С его точки зрения, независимо от того, была ли у Мэрилин сексуальная близость с ее массажистом, он соприкасается с нею так тесно, что не может не воспринимать исходящих от ее тела флюидов. А эти флюиды — законная собственность человека, которому она принадлежит. У Ди Маджо — отличающее итальянца отношение к любви и браку: что мое, то мое целиком и полностью. Я уж сам расстараюсь, чтобы моя женщина была довольна, и не след другому мужику в это соваться.
В описываемый момент, однако, Мэрилин пребывает на ином этапе своего жизненного пути. И есть основания предположить, что теперь ей нравится бесстрастно наблюдать за тем, как манипулируют ее телом опытные профессионалы. Не исключено даже, что лучшие стороны ее натуры раскрываются в тех отношениях, какие вовсе не носят сексуального характера.
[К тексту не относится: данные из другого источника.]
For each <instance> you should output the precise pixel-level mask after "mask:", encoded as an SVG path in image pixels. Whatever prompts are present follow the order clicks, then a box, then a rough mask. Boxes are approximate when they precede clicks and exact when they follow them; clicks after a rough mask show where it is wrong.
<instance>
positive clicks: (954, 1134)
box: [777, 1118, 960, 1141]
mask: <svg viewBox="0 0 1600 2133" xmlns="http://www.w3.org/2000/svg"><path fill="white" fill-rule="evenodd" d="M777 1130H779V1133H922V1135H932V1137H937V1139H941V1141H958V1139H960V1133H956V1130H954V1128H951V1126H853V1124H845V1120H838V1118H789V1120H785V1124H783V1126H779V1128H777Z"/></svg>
Невозможно вести себя очаровательнее, чем она в часы общения с Норманом Ростеном, как невозможно быть честнее, чем она на сеансах массажа с Робертсом: с последним, как ни с кем другим, со временем она стала делиться всем, что с ней происходит.
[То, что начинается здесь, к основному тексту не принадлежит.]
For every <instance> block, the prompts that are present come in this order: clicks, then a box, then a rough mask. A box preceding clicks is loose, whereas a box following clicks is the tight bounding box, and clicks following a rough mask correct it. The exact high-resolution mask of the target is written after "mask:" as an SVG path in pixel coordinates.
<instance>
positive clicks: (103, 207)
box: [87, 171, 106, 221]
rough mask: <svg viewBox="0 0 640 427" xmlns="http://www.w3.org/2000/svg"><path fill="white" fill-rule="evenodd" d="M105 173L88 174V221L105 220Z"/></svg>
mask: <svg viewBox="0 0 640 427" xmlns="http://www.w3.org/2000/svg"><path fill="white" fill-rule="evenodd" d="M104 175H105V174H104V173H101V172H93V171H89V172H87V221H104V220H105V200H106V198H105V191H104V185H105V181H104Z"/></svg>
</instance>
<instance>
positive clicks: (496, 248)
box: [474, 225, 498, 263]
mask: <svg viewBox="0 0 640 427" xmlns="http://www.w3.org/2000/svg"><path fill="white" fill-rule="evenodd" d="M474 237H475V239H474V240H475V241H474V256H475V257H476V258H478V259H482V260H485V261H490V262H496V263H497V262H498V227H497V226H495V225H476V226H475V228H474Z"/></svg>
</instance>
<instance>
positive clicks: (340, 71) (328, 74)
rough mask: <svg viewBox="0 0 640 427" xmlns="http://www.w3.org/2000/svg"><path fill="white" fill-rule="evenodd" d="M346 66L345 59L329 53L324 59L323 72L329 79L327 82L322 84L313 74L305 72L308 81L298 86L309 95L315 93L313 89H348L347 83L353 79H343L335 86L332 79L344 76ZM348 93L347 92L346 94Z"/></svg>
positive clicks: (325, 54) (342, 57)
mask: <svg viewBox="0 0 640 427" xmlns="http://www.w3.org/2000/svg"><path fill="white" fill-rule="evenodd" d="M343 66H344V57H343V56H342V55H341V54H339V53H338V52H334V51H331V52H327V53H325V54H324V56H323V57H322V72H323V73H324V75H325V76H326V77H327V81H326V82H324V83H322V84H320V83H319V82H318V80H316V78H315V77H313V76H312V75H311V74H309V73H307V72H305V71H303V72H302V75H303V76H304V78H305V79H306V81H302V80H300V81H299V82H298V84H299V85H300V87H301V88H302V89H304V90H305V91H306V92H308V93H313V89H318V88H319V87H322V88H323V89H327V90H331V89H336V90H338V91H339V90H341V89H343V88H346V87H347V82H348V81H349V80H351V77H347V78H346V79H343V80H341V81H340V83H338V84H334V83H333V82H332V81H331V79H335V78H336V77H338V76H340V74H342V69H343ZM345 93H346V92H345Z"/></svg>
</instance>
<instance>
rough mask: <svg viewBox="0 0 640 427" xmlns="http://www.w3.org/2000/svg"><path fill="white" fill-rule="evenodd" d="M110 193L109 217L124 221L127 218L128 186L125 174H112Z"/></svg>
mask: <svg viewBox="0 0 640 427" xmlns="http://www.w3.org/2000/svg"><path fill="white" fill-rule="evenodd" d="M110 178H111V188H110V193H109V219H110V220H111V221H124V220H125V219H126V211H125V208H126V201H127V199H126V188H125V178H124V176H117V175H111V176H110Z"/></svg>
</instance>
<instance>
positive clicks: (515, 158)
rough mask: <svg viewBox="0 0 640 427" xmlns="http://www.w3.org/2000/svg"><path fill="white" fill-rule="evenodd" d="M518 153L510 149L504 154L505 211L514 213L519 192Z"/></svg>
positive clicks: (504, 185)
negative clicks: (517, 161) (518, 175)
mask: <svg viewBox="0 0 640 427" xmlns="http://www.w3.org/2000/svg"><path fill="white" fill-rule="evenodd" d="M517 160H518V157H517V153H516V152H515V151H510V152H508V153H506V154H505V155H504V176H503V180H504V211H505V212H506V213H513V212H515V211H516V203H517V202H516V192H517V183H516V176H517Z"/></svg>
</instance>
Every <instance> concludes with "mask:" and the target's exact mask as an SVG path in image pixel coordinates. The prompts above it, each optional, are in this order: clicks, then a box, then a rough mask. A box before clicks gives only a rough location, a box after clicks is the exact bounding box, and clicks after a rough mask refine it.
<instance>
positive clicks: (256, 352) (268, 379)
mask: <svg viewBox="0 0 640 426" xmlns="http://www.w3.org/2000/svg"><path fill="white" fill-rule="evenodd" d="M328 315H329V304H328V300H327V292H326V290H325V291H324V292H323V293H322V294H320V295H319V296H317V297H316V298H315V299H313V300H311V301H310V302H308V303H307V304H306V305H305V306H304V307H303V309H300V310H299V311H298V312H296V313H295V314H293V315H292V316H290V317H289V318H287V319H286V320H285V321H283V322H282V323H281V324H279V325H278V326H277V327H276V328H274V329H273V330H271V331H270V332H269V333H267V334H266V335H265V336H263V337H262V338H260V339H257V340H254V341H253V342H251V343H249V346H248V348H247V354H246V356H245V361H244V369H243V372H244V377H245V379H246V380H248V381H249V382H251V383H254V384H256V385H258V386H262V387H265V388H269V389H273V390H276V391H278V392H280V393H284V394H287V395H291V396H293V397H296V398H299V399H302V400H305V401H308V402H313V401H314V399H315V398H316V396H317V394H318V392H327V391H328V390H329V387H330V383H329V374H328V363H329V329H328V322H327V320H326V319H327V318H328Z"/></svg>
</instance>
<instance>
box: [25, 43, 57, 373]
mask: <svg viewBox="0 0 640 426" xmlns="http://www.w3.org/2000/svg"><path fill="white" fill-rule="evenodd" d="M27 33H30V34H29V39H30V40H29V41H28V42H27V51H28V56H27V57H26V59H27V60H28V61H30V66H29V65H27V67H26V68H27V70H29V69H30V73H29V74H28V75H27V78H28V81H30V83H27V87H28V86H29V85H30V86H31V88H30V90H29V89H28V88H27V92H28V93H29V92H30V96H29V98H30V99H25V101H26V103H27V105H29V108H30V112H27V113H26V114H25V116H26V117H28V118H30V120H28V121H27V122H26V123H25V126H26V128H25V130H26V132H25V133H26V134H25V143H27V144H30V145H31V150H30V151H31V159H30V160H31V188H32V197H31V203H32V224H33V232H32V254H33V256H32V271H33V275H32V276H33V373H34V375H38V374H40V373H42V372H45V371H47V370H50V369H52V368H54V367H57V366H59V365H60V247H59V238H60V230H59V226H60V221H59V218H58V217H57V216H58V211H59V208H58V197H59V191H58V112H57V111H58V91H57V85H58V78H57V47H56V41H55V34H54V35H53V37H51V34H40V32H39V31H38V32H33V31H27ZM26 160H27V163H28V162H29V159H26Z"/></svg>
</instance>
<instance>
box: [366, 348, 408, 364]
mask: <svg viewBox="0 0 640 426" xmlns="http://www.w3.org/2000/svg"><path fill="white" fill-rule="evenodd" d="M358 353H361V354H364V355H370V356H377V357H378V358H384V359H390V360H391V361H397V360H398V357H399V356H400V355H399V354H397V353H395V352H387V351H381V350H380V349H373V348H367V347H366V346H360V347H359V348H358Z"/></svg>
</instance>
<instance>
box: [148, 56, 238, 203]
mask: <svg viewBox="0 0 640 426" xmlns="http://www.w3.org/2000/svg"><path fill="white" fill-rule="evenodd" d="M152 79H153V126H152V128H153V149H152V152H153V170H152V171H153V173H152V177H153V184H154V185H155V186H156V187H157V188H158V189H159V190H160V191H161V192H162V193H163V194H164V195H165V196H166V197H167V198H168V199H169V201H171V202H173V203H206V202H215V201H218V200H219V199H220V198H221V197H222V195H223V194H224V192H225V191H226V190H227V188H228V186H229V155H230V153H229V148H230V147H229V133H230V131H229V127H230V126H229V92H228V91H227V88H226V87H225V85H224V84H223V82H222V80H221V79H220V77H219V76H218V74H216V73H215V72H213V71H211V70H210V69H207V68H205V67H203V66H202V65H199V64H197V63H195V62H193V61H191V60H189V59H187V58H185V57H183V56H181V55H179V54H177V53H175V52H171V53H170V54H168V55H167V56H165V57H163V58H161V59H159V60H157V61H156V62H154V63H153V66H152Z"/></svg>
Впрочем, о теперешних — насчитывающих два с половиной года стажа — отношениях Мэрилин с Ральфом Робертсом мы заговорили сейчас лишь потому, что в одну из летних ночей 1962 года, когда он привычно трудится над ее мышцами, она озадачивает его вопросом: «До тебя не долетали слухи обо мне и Бобби?» «Слухи? — переспрашивает Робертс. — Да весь Голливуд только о вас и говорит». «Ну, все это неправда. Он мне нравится, но не как мужчина». И раз начав откровенничать, Мэрилин уже не может остановиться. Действительно, она восхищается его умом, но думает, что он не так привлекателен, как его брат.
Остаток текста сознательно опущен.